I am sitting in an airport. It feels just short of glorious. A lot has changed since the first real memory I have of airports. My first real memory is like a rigorous roller coaster:

It was before planes where pedestrians were weapons and everyone, boarding pass or not, could go all the way up to the gate. If you are young you might not know there was a time where this reality existed, but it did. We were all there with a mixed excitement for what was coming and a growing realization of what we were leaving behind. I was looking for my best friend who had promised to see me off. No goodbyes were final because this would be our final goodbye. She didn't show. Her parents thought, because of her grief, that it would be better if she didn't come. It stuck to my heart with irrevocable pain.

There is a picture someplace, that I don't have on me right now. My two brothers and I, along with my parents, are standing in front of the gate holding a giant map. One of us is pointing to Pennsylvania, where we were leaving, one to Ecuador, where we were heading to school, and one to Uruguay, where my parents were moving.

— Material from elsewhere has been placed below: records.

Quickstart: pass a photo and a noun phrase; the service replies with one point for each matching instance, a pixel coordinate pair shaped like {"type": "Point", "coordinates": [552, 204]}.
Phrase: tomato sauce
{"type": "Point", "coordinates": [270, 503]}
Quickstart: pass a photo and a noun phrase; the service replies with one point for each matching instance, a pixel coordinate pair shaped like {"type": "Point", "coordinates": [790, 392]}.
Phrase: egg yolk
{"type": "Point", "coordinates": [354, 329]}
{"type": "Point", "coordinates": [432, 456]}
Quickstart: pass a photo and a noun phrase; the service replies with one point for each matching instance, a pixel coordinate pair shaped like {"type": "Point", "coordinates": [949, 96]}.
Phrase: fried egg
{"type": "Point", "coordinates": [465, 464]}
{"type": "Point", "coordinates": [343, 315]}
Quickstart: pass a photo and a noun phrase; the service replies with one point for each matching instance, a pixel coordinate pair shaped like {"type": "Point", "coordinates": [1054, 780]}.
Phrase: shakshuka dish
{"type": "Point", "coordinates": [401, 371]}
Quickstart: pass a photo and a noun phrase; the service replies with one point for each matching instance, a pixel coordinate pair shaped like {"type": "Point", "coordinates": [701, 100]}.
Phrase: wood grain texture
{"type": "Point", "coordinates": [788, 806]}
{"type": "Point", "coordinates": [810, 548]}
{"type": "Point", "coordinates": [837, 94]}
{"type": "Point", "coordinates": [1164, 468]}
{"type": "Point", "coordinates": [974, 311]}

My face is slightly blotchy and twisted into disdain.

Some place between that gate and being seated inside the plane my emotions shifted. I was buckled in, staring out the window, telling my mother that I didn't remember the last time we flew. I was 3 or 4 years old the last time and at the age of 10 it was a lifetime ago. I relive this moment every flight. I sat and looked out the window, my forehead against the double paned glass. My heart leaped to my throat as we gained speed and lifted off the ground. I watched the world sink below me, everything transforming into perfect toy replicas of their life sized selves. The world fell away and took with it all the problems that were sitting in that airport, in that place.

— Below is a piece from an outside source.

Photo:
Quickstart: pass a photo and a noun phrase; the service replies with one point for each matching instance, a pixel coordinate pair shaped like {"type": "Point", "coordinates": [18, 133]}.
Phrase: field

I am sitting in an airport. It feels just short of glorious. I am 25 years old and I have averaged around four flights a year since that first time back. I can pack a carry-on to hold 100 lbs if I need to. I have a system. I know the flow of an airport. I know that it pays to dress nicely and speak nicely to everyone in transit because you don't know what they are leaving behind. This trip might be costing them much more than money. I've learned that everyone around you has a story. I once met an older man who gave me Spanish literature suggestions. A young man who grew up in Dubai as a TCK and couldn't believe his luck on meeting another TCK. A woman whose sister had cancer. A man who was struggling with how much freedom to give his teenage daughter.

I am going to visit a dorm sister, one of my best friends. We have the kind of friendship that leads to hours of talking at the very deepest levels over coffee and laughing to tears over hardships and hilarious moments of the past. I know that soon I will be watching my world here drop below the clouds and I will go to another one. It holds familiar and unknown. And sitting here in the airport I get the feeling that this concept, this up and down, this missing my husband but excitement to see my friend, this stepping out of my life into another, this is what I am made for. This is what I know. This is what I do.

I am a wanderer, but I am not lost.

What do you feel when you are in an airport?